Alfred Hitchcock shot 54 films for the cinema and all have one thing in common, a style recognizable among thousands from the first minutes of the film. In free movies you can have the best options.
Hitchcock has used (and some critics blame him) the same recipes throughout his 54 films:
MacGuffin is a fundamental concept in Hitchcock’s cinema. The origin of the word comes from the following story, told by Hitchcock:
Two travelers are on a train in England. One says to the other, “Excuse me Sir, but what is that weird-looking package over your head?” “Oh, it’s a MacGuffin. Does it serve? -This is used to trap lions in the mountains of Scotland, but there is no lion in the mountains of Scotland, so there is no MacGuffin. “
Hitchcock often quoted this story as a mockery of those who demand a rational explanation for all elements of a film.
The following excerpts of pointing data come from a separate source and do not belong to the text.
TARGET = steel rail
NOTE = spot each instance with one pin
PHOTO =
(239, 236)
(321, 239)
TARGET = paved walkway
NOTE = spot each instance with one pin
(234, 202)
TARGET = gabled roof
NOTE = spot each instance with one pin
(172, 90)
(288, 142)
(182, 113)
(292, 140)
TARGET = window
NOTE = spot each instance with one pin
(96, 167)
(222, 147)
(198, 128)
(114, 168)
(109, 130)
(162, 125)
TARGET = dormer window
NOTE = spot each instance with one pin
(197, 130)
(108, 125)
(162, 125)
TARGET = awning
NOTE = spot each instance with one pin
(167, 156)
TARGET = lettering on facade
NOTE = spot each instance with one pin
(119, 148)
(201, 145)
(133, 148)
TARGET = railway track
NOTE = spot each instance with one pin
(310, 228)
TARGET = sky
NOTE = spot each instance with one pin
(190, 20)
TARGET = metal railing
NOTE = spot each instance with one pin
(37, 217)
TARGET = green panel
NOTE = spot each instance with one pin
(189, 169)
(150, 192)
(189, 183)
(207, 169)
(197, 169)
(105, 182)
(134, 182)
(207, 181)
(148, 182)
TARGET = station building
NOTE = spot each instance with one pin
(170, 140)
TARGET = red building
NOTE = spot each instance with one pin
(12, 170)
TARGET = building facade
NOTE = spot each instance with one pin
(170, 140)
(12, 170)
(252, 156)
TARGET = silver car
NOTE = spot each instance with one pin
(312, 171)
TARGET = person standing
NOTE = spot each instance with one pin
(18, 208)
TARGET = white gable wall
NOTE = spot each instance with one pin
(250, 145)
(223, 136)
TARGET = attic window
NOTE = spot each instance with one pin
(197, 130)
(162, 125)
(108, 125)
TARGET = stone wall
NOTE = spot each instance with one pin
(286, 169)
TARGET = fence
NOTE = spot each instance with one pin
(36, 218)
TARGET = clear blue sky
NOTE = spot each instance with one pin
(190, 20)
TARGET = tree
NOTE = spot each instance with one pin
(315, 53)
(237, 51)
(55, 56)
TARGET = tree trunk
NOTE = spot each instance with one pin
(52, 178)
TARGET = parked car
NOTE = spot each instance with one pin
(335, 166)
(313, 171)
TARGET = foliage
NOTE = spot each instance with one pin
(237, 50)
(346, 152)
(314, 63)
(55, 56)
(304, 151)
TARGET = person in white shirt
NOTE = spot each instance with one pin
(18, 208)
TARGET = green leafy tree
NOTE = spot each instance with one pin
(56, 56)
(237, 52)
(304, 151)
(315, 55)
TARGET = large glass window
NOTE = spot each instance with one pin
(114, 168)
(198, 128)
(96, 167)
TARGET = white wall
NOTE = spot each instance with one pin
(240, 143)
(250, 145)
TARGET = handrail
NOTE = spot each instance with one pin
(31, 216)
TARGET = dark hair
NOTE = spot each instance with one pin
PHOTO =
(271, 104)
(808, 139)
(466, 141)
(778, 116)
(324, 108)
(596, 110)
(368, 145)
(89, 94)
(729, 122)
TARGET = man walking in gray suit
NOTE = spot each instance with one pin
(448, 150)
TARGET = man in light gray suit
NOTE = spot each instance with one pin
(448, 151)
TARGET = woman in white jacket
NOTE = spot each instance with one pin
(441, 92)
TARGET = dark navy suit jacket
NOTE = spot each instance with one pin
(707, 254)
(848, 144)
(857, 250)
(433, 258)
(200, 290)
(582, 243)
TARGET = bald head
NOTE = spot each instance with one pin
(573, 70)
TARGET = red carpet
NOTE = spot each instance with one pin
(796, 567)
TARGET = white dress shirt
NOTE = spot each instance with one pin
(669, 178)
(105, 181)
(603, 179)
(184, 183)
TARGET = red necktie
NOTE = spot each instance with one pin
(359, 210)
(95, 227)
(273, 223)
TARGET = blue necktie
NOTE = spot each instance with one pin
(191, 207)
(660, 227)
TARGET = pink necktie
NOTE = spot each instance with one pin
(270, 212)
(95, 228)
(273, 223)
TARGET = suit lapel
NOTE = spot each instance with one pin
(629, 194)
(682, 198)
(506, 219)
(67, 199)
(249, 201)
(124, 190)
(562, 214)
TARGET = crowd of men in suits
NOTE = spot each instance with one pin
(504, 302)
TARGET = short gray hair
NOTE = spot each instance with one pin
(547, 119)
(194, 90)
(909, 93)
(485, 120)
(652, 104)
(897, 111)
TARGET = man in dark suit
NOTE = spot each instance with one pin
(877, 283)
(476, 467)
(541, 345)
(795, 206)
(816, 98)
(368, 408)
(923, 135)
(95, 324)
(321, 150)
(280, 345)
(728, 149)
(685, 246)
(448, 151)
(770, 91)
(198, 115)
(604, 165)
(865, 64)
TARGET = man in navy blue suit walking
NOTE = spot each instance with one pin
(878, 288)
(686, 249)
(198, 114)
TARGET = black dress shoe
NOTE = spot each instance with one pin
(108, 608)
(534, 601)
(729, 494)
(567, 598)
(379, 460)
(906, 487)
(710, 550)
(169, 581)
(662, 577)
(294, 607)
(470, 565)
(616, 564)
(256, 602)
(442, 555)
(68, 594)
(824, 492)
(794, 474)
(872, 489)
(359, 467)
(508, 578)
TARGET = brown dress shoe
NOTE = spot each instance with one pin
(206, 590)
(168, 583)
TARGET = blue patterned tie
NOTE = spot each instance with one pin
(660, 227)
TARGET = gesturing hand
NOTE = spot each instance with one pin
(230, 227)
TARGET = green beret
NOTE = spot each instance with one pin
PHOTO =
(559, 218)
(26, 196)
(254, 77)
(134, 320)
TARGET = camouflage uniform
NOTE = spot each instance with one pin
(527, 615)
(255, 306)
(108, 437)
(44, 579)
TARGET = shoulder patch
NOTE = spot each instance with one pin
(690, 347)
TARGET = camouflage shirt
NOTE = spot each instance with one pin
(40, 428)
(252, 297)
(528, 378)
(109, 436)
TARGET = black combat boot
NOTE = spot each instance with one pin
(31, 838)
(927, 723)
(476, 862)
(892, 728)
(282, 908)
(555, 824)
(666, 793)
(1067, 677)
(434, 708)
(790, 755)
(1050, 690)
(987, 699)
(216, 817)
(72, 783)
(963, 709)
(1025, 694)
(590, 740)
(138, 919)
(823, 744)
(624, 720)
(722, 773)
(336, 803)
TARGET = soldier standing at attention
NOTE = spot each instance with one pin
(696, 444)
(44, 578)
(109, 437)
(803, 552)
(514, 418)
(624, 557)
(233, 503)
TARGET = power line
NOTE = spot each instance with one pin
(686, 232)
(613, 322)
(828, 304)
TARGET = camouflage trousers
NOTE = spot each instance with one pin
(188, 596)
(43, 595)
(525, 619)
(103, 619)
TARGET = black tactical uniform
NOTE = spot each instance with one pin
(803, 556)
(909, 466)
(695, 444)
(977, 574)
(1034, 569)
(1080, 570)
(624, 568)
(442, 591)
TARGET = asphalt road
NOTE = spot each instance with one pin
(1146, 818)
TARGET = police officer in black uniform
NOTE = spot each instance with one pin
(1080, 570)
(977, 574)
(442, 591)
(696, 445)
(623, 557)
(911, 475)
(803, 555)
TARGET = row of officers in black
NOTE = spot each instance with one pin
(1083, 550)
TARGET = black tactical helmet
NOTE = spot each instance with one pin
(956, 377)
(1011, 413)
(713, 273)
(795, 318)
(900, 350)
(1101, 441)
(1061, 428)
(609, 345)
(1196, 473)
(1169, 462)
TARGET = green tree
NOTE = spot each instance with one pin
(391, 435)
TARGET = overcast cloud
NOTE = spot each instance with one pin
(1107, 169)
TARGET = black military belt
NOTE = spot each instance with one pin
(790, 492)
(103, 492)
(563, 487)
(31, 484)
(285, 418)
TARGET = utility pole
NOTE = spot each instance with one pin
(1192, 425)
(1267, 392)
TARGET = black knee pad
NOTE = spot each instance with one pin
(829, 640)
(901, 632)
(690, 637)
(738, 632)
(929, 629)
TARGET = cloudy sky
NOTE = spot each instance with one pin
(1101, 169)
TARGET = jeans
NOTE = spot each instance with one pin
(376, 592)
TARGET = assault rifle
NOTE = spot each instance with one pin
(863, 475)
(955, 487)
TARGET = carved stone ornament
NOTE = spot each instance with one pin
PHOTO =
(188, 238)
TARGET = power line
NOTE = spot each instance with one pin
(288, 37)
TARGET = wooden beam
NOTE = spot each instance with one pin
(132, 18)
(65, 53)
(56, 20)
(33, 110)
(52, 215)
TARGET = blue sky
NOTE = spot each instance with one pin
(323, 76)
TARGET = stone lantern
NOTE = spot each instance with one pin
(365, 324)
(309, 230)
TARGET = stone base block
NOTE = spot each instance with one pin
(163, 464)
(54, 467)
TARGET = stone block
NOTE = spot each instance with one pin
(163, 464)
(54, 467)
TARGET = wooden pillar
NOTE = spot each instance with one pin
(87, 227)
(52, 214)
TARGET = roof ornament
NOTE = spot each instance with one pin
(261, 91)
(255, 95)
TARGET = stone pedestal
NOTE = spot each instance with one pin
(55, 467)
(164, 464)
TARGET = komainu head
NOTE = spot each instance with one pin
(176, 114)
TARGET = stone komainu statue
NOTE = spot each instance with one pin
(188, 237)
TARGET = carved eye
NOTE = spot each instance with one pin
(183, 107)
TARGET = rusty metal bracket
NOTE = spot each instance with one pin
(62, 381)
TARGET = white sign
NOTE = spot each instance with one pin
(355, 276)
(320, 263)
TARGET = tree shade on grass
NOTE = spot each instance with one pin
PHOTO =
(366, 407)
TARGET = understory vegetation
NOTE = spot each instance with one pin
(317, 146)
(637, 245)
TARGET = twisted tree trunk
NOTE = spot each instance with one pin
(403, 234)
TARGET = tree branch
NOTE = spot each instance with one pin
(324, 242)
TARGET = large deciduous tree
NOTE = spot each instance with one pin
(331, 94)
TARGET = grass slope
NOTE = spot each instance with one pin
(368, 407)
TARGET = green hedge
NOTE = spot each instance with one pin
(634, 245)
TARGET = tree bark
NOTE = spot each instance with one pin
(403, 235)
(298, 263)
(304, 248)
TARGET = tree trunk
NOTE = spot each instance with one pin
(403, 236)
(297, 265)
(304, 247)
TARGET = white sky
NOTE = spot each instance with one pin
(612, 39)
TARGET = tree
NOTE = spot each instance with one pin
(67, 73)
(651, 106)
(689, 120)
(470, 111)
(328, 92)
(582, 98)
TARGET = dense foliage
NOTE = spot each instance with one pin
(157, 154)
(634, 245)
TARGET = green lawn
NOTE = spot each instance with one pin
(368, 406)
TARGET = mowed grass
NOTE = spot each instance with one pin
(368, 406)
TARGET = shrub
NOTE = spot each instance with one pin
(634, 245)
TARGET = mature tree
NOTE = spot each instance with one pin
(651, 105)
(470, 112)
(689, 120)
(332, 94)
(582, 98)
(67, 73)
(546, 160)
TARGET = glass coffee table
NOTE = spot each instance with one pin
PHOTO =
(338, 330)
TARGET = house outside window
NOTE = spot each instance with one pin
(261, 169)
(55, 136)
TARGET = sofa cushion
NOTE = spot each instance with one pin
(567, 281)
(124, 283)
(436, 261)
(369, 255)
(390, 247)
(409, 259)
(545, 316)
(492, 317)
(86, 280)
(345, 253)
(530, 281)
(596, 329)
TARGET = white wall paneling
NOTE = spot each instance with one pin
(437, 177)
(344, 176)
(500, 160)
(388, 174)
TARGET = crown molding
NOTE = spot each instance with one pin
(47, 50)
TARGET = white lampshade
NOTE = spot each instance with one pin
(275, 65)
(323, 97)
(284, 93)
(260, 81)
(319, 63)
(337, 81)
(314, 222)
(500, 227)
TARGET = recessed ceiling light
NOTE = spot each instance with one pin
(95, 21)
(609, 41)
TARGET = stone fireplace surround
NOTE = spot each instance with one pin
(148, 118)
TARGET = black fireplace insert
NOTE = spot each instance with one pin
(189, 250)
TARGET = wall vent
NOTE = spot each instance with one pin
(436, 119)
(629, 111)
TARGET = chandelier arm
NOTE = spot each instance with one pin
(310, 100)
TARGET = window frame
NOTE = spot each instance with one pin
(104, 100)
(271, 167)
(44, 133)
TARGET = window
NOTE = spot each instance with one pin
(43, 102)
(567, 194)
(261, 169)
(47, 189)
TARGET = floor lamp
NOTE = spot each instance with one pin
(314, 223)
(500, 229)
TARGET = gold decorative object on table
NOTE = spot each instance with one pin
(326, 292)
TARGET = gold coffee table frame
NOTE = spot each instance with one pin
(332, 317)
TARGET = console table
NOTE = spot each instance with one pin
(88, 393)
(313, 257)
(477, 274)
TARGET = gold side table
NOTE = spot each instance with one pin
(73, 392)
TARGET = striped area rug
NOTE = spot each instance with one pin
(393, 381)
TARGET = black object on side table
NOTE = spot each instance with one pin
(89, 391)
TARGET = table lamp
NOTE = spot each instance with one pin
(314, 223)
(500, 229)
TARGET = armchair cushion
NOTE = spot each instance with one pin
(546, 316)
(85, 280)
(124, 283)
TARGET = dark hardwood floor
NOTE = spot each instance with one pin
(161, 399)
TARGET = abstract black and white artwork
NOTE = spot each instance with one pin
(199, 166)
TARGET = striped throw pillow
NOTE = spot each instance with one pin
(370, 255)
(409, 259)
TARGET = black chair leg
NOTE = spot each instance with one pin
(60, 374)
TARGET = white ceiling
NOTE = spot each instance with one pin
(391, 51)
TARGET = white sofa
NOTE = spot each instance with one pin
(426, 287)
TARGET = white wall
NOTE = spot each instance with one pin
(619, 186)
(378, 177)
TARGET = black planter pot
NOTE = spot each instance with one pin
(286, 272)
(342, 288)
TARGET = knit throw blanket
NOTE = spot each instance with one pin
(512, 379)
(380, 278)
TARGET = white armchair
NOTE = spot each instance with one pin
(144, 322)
What interests him is to manipulate the viewer, to wander through the story and be as scared as the hero or heroine of his film (Hitchcock liked to say that he made his films before everything for the others and that it was very difficult to understand those who realized by pure navel-gazing).
In Hitchcock’s films, the MacGuffin is often an element of the story that serves to initialize or even justify it but which turns out to be of little importance during the course of the film.
The MacGuffin is the money stolen by Marion from his boss at the beginning of the film, it goes without saying that the sequel is so fascinating that the money is quickly forgotten, but it is he who initiated the story.
From the movie Rebecca, Hitchcock will appear most often in his films to the point that the viewer is very disappointed when he cannot see it. This attitude is extremely rare in a director because many of them never show on the screen. This is still one of the ambiguities of the personality of Hitchock who was all his life became complex by his physique but did not miss an opportunity to show himself.
Some appearances have become almost more famous than films like The Unknown of the North-express, in which he climbs a train with a double bass.
The pursuit is a striking feature of Hitchcock’s films. In October 1950 he declared:
“In the ideal structure for a pursuit, the pace and complexity of the pursuit will accurately reflect the intensity of the relationship between the characters.”
The prosecution is a fundamental asset for the development of a scenario of a suspense movie: continued, the main character is baffled and embarks on a mad flight ahead that feeds the scenario.
The very example of the chase film is The Killing in which the main character does not even know why he is being sued.
The staircase is a major element of Hitchcock’s films. It appears from the first films (in The lodger for example), but especially in Psychose during the murder of detective Arbogast.
The stairs are also used in the crime was almost perfect. Even if there is not the same dramatic dimension, this is where the villain hides the key of the apartment.